DEV Community


Discussion on: Apache Spark vs. Apache Flink

jaceklaskowski profile image
Jacek Laskowski

Hi Ivan,

I'm a Spark aficionado and therefore hugely Spark-biased, but even though the blog post is from Sep 27, 2017 which is yesterday the content of the article was as if it were written over a year ago, i.e.

  1. Why are Spark Streaming and GraphX included? They're dead with Spark Structured Streaming (production-ready since Spark 2.2) and GraphFrames having replaced them, officially or not so much yet, respectively.

  2. Where is Spark SQL with Tungsten and Catalyst mentioned? At the end as a kind of follow-up? Why? That's part of Spark for...well...years.

  3. I'm still surprised that people use "Spark uses batches and streaming is special while Flink does the opposite". OK, got that, but how does Flink do the opposite? I could help explaining Spark's case and miss Flink's a lot. What's the difference for a developer?

  4. Custom memory management in Flink? Ok. What about Spark that has it since Spark 2.0 too?

  5. "Implements lightweight distributed snapshots" <-- without more details I'd say Spark Structured Streaming has it too since Spark 2.2.

I was deeply touched with the happy ending "Of course, there is no right or wrong answer here.

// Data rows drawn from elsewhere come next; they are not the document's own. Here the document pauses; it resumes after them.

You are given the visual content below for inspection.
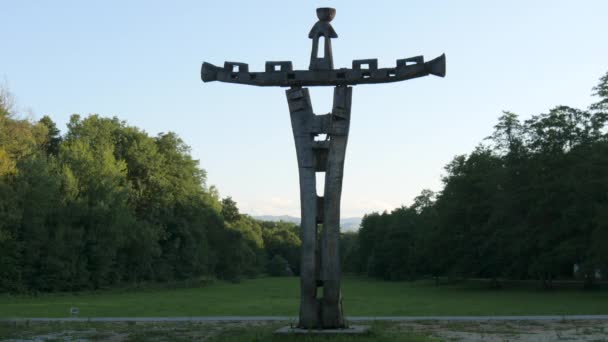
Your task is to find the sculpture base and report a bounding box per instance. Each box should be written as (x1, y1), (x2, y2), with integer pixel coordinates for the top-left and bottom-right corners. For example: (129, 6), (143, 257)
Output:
(274, 325), (370, 335)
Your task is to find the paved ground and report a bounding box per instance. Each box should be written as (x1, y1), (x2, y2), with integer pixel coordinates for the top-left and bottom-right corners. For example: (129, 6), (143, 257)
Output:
(0, 315), (608, 323)
(0, 316), (608, 342)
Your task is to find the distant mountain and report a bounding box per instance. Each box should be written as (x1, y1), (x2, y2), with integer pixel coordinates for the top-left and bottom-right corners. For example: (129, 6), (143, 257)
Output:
(253, 215), (300, 224)
(253, 215), (361, 232)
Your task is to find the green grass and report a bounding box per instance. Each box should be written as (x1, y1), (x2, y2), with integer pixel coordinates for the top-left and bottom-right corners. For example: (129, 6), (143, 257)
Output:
(0, 277), (608, 318)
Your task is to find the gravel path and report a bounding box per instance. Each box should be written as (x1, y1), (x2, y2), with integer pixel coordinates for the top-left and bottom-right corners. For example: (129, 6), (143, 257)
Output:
(0, 315), (608, 323)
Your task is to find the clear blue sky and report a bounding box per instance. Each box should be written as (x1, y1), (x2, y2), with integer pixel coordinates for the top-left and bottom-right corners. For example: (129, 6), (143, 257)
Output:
(0, 0), (608, 217)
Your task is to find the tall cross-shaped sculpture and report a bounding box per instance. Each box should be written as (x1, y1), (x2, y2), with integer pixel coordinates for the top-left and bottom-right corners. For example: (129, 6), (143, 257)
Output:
(201, 8), (445, 329)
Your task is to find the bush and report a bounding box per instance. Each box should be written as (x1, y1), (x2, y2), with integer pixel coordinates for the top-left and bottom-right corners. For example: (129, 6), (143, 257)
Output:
(267, 254), (293, 277)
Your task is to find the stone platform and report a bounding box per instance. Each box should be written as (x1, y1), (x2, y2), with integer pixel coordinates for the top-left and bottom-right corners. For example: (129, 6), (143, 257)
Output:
(274, 325), (370, 335)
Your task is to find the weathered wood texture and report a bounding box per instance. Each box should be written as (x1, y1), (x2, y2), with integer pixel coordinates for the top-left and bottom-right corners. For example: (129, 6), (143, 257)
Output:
(286, 86), (352, 329)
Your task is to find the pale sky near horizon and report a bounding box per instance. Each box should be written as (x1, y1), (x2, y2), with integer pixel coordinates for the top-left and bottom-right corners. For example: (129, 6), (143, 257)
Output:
(0, 0), (608, 217)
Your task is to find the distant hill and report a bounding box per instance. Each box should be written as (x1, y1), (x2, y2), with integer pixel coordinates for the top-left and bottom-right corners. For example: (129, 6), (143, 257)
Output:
(253, 215), (361, 232)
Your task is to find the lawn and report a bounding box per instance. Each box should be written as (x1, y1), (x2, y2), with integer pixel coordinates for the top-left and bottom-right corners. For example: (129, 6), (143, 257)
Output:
(0, 277), (608, 318)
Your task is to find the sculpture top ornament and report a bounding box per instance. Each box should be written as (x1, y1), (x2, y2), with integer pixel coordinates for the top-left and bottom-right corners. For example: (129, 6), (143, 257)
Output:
(201, 7), (445, 87)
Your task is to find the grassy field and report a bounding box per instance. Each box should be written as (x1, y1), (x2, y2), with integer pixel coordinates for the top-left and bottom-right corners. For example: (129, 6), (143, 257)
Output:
(0, 277), (608, 318)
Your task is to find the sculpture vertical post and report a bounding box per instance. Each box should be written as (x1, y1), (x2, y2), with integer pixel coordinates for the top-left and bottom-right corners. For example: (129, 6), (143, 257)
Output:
(286, 86), (352, 328)
(201, 8), (445, 329)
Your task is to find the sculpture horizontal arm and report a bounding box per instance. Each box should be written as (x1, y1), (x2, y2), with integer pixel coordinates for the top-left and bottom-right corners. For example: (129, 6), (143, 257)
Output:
(201, 54), (445, 87)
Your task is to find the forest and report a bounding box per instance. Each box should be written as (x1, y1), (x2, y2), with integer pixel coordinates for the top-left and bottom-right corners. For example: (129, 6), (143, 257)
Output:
(0, 90), (299, 292)
(345, 74), (608, 288)
(0, 70), (608, 293)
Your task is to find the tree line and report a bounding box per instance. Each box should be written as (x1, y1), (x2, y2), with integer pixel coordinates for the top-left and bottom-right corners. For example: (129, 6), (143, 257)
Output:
(0, 90), (300, 292)
(344, 74), (608, 287)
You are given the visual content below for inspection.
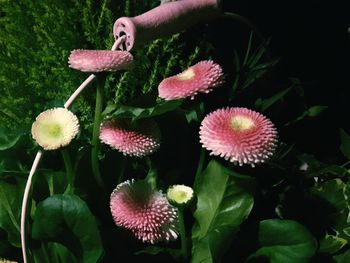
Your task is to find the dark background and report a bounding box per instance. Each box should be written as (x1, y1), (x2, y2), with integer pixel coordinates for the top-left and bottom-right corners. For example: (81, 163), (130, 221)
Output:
(221, 0), (350, 161)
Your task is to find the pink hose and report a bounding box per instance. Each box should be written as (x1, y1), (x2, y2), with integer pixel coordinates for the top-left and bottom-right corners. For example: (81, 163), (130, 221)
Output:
(113, 0), (220, 51)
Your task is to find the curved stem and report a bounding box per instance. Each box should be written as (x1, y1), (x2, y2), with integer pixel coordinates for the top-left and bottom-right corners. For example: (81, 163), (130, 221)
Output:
(21, 151), (43, 263)
(21, 36), (126, 263)
(91, 79), (104, 189)
(0, 185), (21, 232)
(178, 208), (188, 262)
(193, 148), (205, 190)
(61, 149), (75, 194)
(64, 74), (96, 109)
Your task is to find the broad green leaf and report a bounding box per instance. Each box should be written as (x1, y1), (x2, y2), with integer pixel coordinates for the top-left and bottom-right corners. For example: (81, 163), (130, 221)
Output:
(32, 194), (103, 263)
(255, 87), (291, 111)
(319, 235), (348, 254)
(307, 105), (328, 117)
(0, 128), (23, 151)
(310, 179), (347, 211)
(102, 100), (182, 120)
(32, 242), (78, 263)
(134, 246), (181, 259)
(250, 219), (317, 263)
(0, 181), (23, 247)
(297, 154), (348, 178)
(333, 249), (350, 263)
(310, 179), (350, 242)
(192, 160), (255, 263)
(340, 129), (350, 160)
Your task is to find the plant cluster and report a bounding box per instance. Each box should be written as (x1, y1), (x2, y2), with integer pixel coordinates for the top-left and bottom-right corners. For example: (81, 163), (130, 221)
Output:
(0, 0), (350, 263)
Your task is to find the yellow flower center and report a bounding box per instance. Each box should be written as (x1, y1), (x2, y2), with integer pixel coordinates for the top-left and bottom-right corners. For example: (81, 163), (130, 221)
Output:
(177, 68), (195, 80)
(45, 123), (61, 137)
(167, 185), (193, 204)
(231, 115), (255, 131)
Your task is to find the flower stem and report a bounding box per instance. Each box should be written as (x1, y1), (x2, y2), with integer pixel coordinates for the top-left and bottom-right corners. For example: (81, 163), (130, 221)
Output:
(61, 149), (75, 194)
(178, 208), (188, 262)
(193, 148), (205, 190)
(21, 151), (43, 263)
(91, 78), (104, 189)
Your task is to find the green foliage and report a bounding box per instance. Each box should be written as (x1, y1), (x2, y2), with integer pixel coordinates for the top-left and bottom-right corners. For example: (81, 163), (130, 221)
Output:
(251, 219), (317, 263)
(192, 160), (254, 263)
(340, 129), (350, 160)
(32, 194), (103, 263)
(0, 180), (24, 247)
(103, 100), (182, 120)
(0, 0), (350, 263)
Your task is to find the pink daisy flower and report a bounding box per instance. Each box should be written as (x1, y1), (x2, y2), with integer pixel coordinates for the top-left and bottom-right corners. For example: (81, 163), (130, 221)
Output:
(199, 108), (277, 167)
(100, 119), (160, 157)
(158, 60), (224, 100)
(68, 49), (133, 72)
(110, 180), (178, 244)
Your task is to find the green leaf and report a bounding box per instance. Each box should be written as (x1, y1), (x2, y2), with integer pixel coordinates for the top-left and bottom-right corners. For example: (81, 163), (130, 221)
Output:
(307, 105), (328, 117)
(255, 87), (291, 111)
(0, 181), (24, 247)
(102, 100), (182, 120)
(333, 249), (350, 263)
(340, 129), (350, 160)
(32, 194), (103, 263)
(192, 160), (255, 263)
(0, 128), (23, 151)
(31, 242), (78, 263)
(310, 179), (350, 242)
(249, 219), (317, 263)
(319, 235), (348, 254)
(134, 246), (181, 259)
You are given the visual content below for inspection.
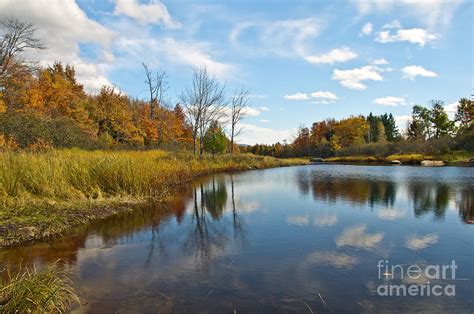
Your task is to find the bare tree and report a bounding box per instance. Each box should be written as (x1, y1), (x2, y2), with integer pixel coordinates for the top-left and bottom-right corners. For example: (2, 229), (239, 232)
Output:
(230, 89), (249, 154)
(0, 18), (46, 79)
(181, 67), (225, 157)
(142, 62), (168, 120)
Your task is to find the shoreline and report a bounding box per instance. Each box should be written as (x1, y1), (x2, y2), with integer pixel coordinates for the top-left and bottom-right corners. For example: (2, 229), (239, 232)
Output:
(310, 153), (472, 166)
(0, 155), (309, 249)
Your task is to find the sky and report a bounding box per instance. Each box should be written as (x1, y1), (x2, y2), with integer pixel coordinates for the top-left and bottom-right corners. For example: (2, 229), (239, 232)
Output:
(0, 0), (474, 144)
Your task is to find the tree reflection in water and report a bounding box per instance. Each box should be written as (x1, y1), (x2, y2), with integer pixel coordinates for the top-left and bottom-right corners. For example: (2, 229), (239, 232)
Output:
(296, 170), (474, 223)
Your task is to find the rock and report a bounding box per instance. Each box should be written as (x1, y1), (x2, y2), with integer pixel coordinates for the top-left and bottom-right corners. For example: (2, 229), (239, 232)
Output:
(421, 160), (444, 167)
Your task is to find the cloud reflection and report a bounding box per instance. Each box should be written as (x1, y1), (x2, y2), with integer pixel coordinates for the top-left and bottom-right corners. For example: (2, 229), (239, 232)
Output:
(405, 233), (439, 251)
(336, 225), (384, 249)
(306, 251), (358, 268)
(313, 215), (337, 227)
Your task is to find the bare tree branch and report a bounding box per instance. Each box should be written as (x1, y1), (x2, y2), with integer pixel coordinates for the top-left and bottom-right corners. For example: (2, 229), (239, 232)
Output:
(230, 88), (249, 154)
(0, 18), (46, 79)
(142, 62), (168, 120)
(181, 67), (225, 156)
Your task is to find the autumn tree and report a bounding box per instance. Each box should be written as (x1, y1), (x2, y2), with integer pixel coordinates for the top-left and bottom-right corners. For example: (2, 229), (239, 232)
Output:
(93, 86), (143, 144)
(0, 18), (46, 82)
(293, 126), (311, 156)
(334, 116), (369, 147)
(430, 100), (454, 138)
(25, 62), (96, 134)
(204, 121), (228, 158)
(230, 89), (249, 154)
(380, 113), (400, 142)
(181, 67), (225, 156)
(376, 121), (387, 143)
(407, 105), (431, 140)
(455, 98), (474, 134)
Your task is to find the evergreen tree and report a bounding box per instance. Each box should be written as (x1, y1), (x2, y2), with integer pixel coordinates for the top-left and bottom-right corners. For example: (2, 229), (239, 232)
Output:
(380, 113), (400, 142)
(430, 100), (454, 138)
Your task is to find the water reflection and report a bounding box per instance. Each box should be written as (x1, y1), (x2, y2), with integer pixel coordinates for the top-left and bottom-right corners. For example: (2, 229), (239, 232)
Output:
(0, 165), (474, 313)
(296, 169), (474, 224)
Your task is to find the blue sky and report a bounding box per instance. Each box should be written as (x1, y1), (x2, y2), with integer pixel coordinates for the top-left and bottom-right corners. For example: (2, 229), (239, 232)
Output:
(0, 0), (473, 144)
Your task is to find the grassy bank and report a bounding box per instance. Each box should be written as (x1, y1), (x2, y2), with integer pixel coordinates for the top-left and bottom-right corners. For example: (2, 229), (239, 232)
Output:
(0, 149), (306, 246)
(0, 261), (79, 313)
(324, 151), (474, 165)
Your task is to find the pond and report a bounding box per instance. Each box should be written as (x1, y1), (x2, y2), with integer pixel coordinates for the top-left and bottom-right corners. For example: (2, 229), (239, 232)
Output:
(0, 164), (474, 313)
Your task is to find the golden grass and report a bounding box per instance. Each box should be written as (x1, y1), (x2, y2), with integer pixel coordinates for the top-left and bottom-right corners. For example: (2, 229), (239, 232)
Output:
(0, 262), (79, 313)
(0, 149), (308, 245)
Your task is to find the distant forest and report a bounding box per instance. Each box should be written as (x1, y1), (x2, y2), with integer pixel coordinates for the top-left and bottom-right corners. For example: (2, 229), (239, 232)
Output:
(246, 98), (474, 158)
(0, 19), (474, 158)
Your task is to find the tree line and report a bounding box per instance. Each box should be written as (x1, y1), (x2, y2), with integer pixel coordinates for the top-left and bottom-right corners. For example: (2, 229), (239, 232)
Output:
(246, 98), (474, 158)
(0, 18), (249, 156)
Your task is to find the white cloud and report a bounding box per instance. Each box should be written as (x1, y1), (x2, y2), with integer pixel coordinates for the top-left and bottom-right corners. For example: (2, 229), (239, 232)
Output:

If you need to do complex stream processing, then I would recommend using Apache Flink. It has better support for stream processing and some significant improvements." Could you explain what features make Flink better? Wish I could attend a meetup where Flink and Spark are compared on stage that would help people decide which one is more suitable for their use cases (please note that I am not saying that Flink or Spark is better than the other, but just that one can be more suitable given requirements and experience in a delivery team).

Thanks for the article anyway. It's been a pleasure to have read it. Can't wait to read next instalments.